We watch tragic scenario after tragic scenario, both women growing smaller and smaller as the days go by. Eventually they converge, but I’ll leave this collision’s origins to the film. Just know that the moral complexities of what’s depicted never diminish and the torment never disappears. Ustaoglu will provide her leads a release as far as experiencing what they’ve been missing (safety and self-worth respectively amongst other common issues), Chehnaz giving Elmas a therapeutic outlet to speak pent-up frustrations aloud while Okan Yalabik‘s Umut shows Chehnaz that not all men are egotists. Their lives may not end happily as a result, but girls in bad relationships who are watching may reach an epiphany through the juxtaposition about happiness being possible if they can find the strength to fight.

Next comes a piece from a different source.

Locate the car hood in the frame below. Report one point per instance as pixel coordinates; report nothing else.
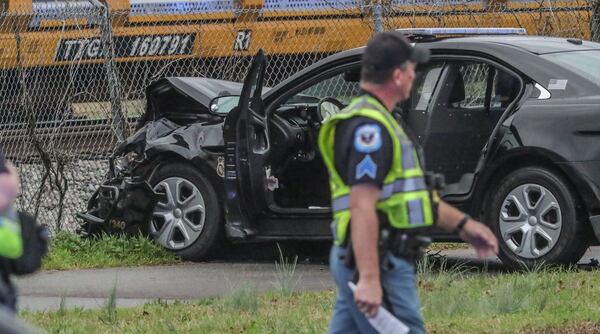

Despite the sense of conservatism you may project upon a movie from Turkey (I can’t find confirmation in the press notes whether Clair Obscur was shot there, but I have to believe it was), Ustaoglu is hardly conservative in her subject matter. The sex scenes between Elmas and Koca are difficult to watch in their brevity and those between Chehnaz and Cem move from titillating to frustrating as control shifts from initiator to domineer. Nudity abounds, adultery occurs, and religious regulations are broken with the number of sins multiplying throughout. This is a film for the victims, to tell their story in raw detail (pain and pleasure) so as not to let the patriarchy censor human rights violations occurring behind closed doors. This isn’t melodrama—it’s real life.

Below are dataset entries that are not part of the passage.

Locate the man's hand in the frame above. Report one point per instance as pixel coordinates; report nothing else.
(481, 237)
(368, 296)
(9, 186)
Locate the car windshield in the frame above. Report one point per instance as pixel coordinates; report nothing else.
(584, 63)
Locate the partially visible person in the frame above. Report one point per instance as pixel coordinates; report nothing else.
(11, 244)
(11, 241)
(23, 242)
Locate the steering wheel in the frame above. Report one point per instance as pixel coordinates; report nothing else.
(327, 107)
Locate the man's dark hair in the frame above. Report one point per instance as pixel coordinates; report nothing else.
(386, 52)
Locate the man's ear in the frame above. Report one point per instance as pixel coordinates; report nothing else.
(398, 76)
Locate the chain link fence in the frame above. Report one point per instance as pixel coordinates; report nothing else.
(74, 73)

The reason for this comes courtesy of Eryigit and Uzun’s stirring portrayals of women caught under generations of dominance. Eryigit’s Chehnaz is the more relatable character because she’s closest to an American in disposition and ambition, her struggles resonating via an authentic performance mired in quiet resentment and disappointment. The rising tempest of her disdain is wonderfully realized, the ensuing battle executed with breathless physicality. Uzun’s Elmas on-the-other-hand is devastating in her sense of the other. It’s hard to fathom that what’s done to her is possible in the twenty-first century and yet we know in our hearts it is. Uzun deteriorates into an exposed wire of emotional agony, her fear and rage culminating in heart-wrenching scenes depicting debilitating catharsis. When will humanity finally learn? Will it ever?